Following the enormous success of the Cultural Olympiad, the UK may soon play host to a biennial arts festival that celebrates the best of British literature, art and theatre, culture secretary Jeremy Hunt has revealed.

The government has commissioned a feasibility study that will assess whether the country has the infrastructure and financial resources to stage an event that would highlight the UK's contribution to global arts.

Since the launch of the Cultural Olympiad earlier this year, more than 12 million people have taken part in the hundreds of events being held around the UK and many more are expected to attend in the run-up to the Paralympics.

Based on this, London 2012 chair Tony Hall and director Ruth Mackenzie are to assess the possibility of the festival becoming a regular occurrence, that could not only help to boost domestic and international tourism, but raise awareness of the country's theatre, art and literature scenes.

'We are delighted that the secretary of state has asked the Cultural Olympiad board to find a way to create a lasting legacy from the London 2012 Festival,' Mr Hall commented.

During the Cultural Olympiad, it is estimated that ten million people have taken part in free events such as the World Shakespeare Festival, while two million have attended paid-for attractions, including the BBC Proms and arts exhibitions by David Hockney and Damien Hirst.

Mr Hall said this illustrates that there is a widespread appetite for cultural entertainment.
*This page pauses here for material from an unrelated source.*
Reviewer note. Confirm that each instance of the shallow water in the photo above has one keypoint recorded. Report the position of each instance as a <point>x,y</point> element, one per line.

The proposal has been welcomed by Mayor of London Boris Johnson, who said he is 'delighted that work is now starting to explore how the festival might evolve in the future'.

When the feasibility study is complete, Mr Hall and Ms Mackenzie will report back to Mr Hunt, who will then determine whether a London-based or UK-wide biennial arts festival is a realistic possibility and make an announcement soon after.